WILEY DISREGARDS THE COUNSELS OF AUNT PHEBE AND UNCLE ABRAM, AND IS CAUGHT BY THE PATROLLERS—THE ORGANIZATION AND DUTIES OF THE LATTER—WILEY RUNS AWAY—SPECULATIONS IN REGARD TO HIM—HIS UNEXPECTED RETURN HIS CAPTURE ON RED RIVER, AND CONFINEMENT IN ALEXANDRIA JAIL—DISCOVERED BY JOSEPH B. ROBERTS—SUBDUING DOGS IN ANTICIPATION OF ESCAPE—THE FUGITIVES IN THE GREAT PINE WOODS—CAPTURED BY ADAM TAYDEM AND THE INDIANS—AUGUSTUS KILLED BY DOGS—NELLY, ELDRET'S SLAVE WOMAN—THE STORY OF CELESTE—THE CONCERTED MOVEMENT—LEW CHEENEY, THE TRAITOR—THE IDEA OF INSURRECTION.
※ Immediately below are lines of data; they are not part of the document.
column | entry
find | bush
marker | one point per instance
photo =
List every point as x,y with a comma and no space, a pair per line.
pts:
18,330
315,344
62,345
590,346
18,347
The year 1850, down to which time I have now arrived, omitting many occurrences uninteresting to the reader, was an unlucky year for my companion Wiley, the husband of Phebe, whose taciturn and retiring nature has thus far kept him in the background. Notwithstanding Wiley seldom opened his mouth, and revolved in his obscure and unpretending orbit without a grumble, nevertheless the warm elements of sociality were strong in the bosom of that silent "nigger." In the exuberance of his self-reliance, disregarding the philosophy of Uncle Abram, and setting the counsels of Aunt Phebe utterly at naught, he had the fool-hardiness to essay a nocturnal visit to a neighboring cabin without a pass.